The circuit, combined with the special ink that, after being heated and fused to the paper, uses the release of heat as the paper cools to send a strong enough “charge” to a blob of ink in one corner of the paper to achieve a minor goal of the Department of Dastardly Deeds.
The scientists have asked us not to reveal their goal at this time.
We won’t, because we have to figure out if their goal aligns with our major milestones before we decide to increase or eliminate their department budget.
While that’s going on, we’ll let you know that the brain circuit reconfiguration we’re testing on Jesse Jackson, Jr., may work this time.

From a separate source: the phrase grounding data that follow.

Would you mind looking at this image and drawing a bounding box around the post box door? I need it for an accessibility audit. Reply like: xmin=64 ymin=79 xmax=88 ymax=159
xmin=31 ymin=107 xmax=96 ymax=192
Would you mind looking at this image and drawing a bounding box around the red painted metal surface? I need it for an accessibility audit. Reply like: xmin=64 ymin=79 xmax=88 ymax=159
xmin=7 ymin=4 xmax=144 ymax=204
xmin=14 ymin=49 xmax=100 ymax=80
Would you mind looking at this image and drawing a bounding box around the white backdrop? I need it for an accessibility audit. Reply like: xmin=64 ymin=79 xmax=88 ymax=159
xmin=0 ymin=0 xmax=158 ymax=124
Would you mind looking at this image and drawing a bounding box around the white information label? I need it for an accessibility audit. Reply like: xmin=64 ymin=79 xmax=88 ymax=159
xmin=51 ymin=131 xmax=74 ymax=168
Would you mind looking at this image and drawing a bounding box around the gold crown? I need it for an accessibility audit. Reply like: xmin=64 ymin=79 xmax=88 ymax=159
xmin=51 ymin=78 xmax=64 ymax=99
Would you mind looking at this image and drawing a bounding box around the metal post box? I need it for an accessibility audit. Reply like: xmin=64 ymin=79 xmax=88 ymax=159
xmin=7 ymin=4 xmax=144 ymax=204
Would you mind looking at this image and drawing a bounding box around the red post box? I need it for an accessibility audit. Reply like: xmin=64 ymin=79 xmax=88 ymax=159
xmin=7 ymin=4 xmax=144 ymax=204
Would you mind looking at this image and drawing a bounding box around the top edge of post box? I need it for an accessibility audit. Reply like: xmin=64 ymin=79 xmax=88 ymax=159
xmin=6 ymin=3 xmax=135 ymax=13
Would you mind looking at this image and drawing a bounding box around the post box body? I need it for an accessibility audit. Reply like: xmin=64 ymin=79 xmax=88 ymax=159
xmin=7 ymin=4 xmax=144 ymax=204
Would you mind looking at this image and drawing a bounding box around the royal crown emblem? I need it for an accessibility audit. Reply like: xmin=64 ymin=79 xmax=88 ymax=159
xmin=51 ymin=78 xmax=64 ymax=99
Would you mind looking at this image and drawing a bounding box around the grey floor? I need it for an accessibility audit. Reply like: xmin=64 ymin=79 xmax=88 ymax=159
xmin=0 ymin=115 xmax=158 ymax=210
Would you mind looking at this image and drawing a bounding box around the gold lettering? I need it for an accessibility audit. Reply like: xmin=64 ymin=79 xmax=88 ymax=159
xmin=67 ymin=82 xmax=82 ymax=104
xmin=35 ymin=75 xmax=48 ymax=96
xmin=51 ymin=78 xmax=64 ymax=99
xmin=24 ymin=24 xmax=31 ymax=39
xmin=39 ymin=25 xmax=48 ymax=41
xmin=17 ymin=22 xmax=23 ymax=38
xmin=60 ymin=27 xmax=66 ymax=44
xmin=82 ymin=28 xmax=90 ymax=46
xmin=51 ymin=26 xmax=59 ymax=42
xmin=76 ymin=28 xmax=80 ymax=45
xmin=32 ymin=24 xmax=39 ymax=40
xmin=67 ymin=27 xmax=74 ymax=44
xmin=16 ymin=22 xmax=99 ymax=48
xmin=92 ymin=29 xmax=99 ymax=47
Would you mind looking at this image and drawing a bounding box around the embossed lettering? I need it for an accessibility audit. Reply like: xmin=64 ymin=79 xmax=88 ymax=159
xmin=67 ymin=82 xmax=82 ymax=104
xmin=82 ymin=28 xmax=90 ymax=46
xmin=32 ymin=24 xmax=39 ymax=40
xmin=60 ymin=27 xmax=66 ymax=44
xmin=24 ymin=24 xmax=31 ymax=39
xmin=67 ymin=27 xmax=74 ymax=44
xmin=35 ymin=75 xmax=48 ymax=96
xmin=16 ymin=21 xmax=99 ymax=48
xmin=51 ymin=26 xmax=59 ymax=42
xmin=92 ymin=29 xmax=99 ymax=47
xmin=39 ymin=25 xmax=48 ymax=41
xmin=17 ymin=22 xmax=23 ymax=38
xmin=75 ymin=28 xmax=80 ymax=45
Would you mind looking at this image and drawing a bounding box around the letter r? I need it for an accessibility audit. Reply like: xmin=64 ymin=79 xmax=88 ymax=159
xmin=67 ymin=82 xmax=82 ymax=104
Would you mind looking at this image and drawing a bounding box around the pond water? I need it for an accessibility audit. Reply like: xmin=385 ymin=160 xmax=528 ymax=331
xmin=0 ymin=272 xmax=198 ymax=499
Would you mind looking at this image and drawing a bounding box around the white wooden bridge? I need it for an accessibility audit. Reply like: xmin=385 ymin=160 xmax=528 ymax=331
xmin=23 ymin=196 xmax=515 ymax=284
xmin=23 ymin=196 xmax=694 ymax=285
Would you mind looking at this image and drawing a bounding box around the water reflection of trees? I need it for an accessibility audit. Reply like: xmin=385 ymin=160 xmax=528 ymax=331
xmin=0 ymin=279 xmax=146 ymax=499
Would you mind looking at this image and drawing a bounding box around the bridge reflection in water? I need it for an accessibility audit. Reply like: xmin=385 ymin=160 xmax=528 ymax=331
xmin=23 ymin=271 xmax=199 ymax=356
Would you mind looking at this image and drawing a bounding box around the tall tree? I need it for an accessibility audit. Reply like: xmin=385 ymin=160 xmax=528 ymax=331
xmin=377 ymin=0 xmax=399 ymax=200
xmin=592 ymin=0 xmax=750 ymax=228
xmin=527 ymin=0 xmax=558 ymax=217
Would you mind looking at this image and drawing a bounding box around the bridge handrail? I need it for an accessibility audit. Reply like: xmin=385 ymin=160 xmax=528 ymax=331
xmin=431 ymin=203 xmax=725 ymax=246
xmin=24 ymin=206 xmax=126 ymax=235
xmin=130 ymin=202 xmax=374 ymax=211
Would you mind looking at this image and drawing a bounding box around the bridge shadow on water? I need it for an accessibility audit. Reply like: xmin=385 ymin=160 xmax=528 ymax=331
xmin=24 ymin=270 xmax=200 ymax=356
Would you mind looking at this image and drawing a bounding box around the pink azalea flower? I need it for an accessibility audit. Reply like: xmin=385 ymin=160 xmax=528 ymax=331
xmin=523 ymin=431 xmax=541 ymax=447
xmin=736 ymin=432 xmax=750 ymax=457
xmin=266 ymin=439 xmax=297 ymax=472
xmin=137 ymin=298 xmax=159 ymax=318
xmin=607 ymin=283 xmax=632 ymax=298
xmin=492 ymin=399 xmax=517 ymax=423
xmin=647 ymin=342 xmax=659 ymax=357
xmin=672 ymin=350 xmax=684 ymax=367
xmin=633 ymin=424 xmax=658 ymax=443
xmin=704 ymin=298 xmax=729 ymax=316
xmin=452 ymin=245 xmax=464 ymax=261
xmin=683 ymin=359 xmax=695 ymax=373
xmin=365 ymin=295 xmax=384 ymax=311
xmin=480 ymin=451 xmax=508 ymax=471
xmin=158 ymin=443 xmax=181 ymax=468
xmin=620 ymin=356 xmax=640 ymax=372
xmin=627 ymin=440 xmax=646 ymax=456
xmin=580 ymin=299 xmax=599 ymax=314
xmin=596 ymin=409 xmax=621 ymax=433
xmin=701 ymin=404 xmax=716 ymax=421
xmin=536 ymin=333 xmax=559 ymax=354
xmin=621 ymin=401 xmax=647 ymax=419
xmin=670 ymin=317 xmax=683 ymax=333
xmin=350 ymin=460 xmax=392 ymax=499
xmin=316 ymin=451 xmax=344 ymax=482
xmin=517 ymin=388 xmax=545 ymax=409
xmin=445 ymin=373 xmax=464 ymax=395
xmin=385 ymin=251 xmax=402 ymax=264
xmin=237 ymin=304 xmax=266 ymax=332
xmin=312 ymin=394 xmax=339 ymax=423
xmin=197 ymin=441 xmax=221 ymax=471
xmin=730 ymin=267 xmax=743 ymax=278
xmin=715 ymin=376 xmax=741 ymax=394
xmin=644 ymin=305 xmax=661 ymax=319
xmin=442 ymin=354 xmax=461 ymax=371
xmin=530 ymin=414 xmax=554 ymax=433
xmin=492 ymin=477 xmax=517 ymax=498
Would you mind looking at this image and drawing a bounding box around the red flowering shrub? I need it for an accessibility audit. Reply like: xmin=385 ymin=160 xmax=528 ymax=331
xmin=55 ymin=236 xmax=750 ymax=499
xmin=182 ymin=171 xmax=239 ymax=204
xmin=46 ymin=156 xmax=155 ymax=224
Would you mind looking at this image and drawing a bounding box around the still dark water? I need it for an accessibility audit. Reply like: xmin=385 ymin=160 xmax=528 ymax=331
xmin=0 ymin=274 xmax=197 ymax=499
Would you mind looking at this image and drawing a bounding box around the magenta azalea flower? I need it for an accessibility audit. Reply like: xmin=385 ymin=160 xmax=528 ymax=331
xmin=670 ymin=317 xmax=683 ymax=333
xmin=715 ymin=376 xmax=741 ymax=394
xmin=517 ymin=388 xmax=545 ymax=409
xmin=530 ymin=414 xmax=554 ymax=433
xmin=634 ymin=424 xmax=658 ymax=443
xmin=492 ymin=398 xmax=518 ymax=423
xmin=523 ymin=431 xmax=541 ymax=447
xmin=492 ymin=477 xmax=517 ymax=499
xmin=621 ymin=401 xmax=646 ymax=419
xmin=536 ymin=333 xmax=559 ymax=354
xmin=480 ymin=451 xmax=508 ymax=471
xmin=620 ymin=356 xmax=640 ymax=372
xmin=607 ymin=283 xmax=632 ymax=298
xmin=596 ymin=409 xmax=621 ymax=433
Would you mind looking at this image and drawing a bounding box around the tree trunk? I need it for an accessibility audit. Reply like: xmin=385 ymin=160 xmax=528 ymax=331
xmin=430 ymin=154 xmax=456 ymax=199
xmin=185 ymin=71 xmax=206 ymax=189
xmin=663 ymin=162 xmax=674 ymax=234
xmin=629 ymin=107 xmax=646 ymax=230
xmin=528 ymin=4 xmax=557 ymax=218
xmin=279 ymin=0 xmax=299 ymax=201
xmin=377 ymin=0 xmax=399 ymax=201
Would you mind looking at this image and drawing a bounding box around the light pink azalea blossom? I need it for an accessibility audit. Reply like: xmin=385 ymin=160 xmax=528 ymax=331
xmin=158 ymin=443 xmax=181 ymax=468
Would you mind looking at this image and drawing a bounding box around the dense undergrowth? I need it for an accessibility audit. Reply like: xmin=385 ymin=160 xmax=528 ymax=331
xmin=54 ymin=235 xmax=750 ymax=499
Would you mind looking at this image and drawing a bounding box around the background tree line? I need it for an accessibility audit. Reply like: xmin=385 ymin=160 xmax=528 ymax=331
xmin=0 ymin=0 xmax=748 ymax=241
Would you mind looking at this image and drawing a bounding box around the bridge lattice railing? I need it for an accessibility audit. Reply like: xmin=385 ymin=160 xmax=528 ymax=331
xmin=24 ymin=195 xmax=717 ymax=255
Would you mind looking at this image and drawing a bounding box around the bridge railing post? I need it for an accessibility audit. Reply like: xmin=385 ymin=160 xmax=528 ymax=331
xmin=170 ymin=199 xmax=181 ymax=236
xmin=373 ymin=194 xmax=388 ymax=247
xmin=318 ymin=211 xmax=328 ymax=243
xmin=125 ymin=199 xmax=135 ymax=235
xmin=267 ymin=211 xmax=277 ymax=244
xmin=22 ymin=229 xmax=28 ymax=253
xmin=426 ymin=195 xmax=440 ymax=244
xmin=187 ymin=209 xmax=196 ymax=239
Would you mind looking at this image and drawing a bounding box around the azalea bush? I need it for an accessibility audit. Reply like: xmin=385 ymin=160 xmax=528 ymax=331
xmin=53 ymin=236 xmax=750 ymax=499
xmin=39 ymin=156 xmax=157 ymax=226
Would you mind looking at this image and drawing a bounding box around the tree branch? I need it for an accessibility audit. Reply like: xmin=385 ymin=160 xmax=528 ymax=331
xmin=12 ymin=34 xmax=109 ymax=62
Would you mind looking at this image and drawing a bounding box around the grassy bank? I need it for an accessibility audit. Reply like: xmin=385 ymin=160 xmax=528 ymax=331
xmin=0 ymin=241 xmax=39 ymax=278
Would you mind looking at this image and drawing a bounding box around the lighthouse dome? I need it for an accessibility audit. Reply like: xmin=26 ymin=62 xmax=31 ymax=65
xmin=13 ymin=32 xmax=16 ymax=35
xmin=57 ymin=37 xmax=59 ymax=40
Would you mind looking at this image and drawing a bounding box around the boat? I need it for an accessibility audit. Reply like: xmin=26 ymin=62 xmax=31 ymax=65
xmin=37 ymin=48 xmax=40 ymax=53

We have tried similar experiments on other members in the public eye (refrain from referring to our previous work as “lobotomy,” electroshock treatment, drug cocktail service, etc.), in order to keep them in line with our milestones.
Those who haven’t stayed on message have been moved aside (again, refrain from referring to our previous work as “failing the newspaper test,” “assassination,” “drug overdose,” suicide, not seeking reelection, retiring unexpectedly, etc.).
Managing a planet is distracting, we admit, but, on days when we’re bored, it provides an entertaining respite from looking back at this time period 1000 years in the future while trying to live a fulfilling life 1000 years from now, too.